Ma il terreno dove l’unità maggioranza-opposizione gioca più volentieri le sue carte è sicuramente quello della politica estera. Neanche il tempo di liberare le “due Simone” ed ecco emergere il tema dei temi: la riforma del Consiglio di Sicurezza dell’Onu. Che fare? Chiedere un seggio permanente per l’Italia, seguendo l’esempio della Germania, o battersi per un seggio comune europeo?
Il ministro degli Esteri Franco Frattini e il presidente della Repubblica Carlo Azeglio Ciampi non hanno dubbi: occorre battersi per ottenere un seggio espressione dell’Unione Europea. E l’opposizione, da sempre europeista e amica di Francia e Germania, che dice?
«La strada – risponde Enrico Letta, eurodeputato della Margherita – è sicuramente quella del seggio comune europeo. Bisogna trovare la forma per rendere la cosa fattibile, convincendo Gran Bretagna e Francia che già siedono come membri permanenti nel Consiglio, ma credo che la preoccupazione principale debba essere quella di combattere con tutte le nostre forze per evitare una riforma penalizzante che preveda l’assegnazione del seggio alla sola Germania».
D’accordo con Letta anche lo Sdi Ugo Intini, secondo cui «l’unica strada possibile è quella di insistere affinché l’Europa parli con una voce sola ottenendo un seggio europeo nel Consiglio di Sicurezza dell’Onu». Tuttavia permane qualche dubbio. «In questa posizione – continua Intini – c’è, a mio avviso, una contraddizione. È singolare, infatti, che il governo italiano, che oggi più insiste per la realizzazione di una politica estera comune, sia lo stesso che, assieme a quello inglese, guarda più a Washington che all’Europa».
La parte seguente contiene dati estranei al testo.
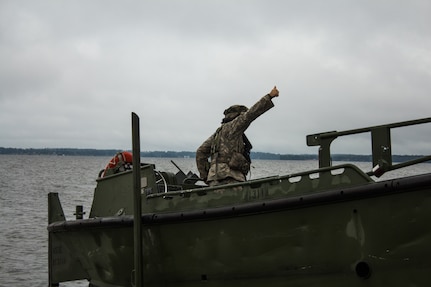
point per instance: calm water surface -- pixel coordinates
(26, 180)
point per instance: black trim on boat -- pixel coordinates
(407, 184)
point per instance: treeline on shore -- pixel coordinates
(188, 154)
Contraddizione rilevata anche da Marco Rizzo, capogruppo del Pdci alla Camera. «La finisca Frattini di chiedere un seggio per l’Italia rivendicando l’amicizia del premier con Bush. Ha ragione Lafontaine: l’Europa chieda un seggio unico all’Onu».
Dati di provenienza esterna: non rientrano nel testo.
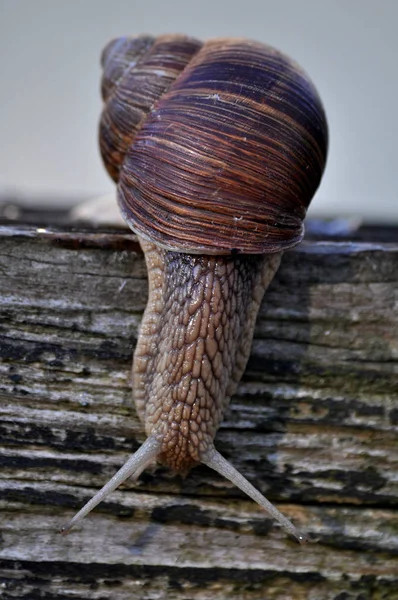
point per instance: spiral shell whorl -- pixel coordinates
(228, 154)
(137, 72)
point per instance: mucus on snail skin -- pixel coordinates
(215, 191)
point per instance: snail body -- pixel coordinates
(217, 150)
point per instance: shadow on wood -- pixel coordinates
(313, 425)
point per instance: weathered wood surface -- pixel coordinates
(313, 425)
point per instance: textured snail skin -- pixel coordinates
(194, 344)
(217, 150)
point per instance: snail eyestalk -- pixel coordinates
(217, 462)
(134, 466)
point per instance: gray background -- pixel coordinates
(49, 73)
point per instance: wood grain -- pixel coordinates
(313, 425)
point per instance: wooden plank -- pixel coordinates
(313, 425)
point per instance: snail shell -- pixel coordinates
(217, 149)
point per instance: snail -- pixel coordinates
(217, 149)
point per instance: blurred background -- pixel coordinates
(50, 74)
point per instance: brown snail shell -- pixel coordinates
(217, 149)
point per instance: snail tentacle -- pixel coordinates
(213, 459)
(133, 467)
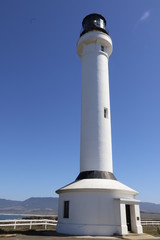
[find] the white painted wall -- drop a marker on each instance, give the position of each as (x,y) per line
(93,213)
(96,145)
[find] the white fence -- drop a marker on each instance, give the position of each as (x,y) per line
(150,223)
(30,222)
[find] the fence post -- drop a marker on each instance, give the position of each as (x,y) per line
(45,226)
(30,225)
(15,225)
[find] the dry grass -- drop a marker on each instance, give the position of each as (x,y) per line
(152,230)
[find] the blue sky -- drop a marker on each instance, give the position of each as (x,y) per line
(40,94)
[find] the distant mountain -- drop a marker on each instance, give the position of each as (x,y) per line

«La prospettiva è sicuramente questa – incalza il verde Paolo Cento – anche se è chiaro che il ministro Frattini si è mosso in ritardo perché ha coltivato l’illusione di poter ottenere un seggio per l’Italia e solo dopo aver capito che l’Italia non aveva alcuna possibilità si è attestato in ritardo su una posizione giusta».
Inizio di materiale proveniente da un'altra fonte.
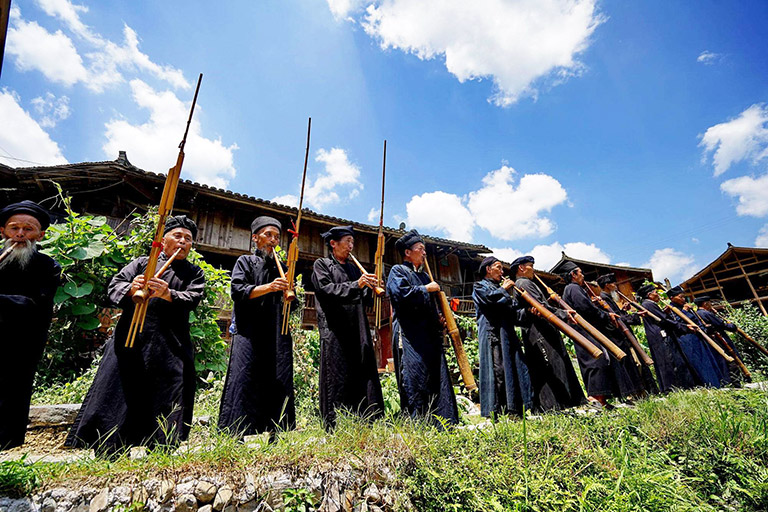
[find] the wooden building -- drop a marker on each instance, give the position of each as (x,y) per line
(117,188)
(738,276)
(628,279)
Beh, niente da dire, anche l’opposizione per una volta riesce ad essere unita su un punto. Così mentre Giuliano Amato aderisce entusiasta alla proposta del viceministro Adolfo Urso di promuovere una petizione bipartisan che sostenga la richiesta di un seggio comune della Ue, Piero Fassino lo scrive addirittura nelle tesi che compongono la piattaforma congressuale dei Ds. «L’Europa – si legge – deve porsi l’obiettivo di un seggio per l’Unione Europea». Anche Romano Prodi, dopo un primo imbarazzante silenzio (ma non è lui il leader del centrosinistra?), si è espresso a favore del seggio comune europeo forse convinto dal fatto che anche il presidente Ciampi è d’accordo. Miracoli dell’unità nazionale.
VIVE LA FRANCE
Nel frattempo, il ministro Frattini ha trovato anche il tempo di esprimersi a favore della proposta francese di coinvolgere, nella conferenza internazionale del Cairo sull’Irak, anche coloro che hanno scelto di contrapporsi al governo Allawi (come, ad esempio, Moqtada Al-Sadr). Un posizione condivisa da buona parte dell’opposizione, anche se Intini puntualizza: «Se si vuole fare una conferenza di pace – ci dice – occorre che ci siano ambedue le parti in guerra, anche chi ha scelto la lotta armata in contrapposizione all’occupazione americana. Non i terroristi naturalmente, mi riferisco alla guerriglia». Qualcuno, per favore, mi spieghi la differenza.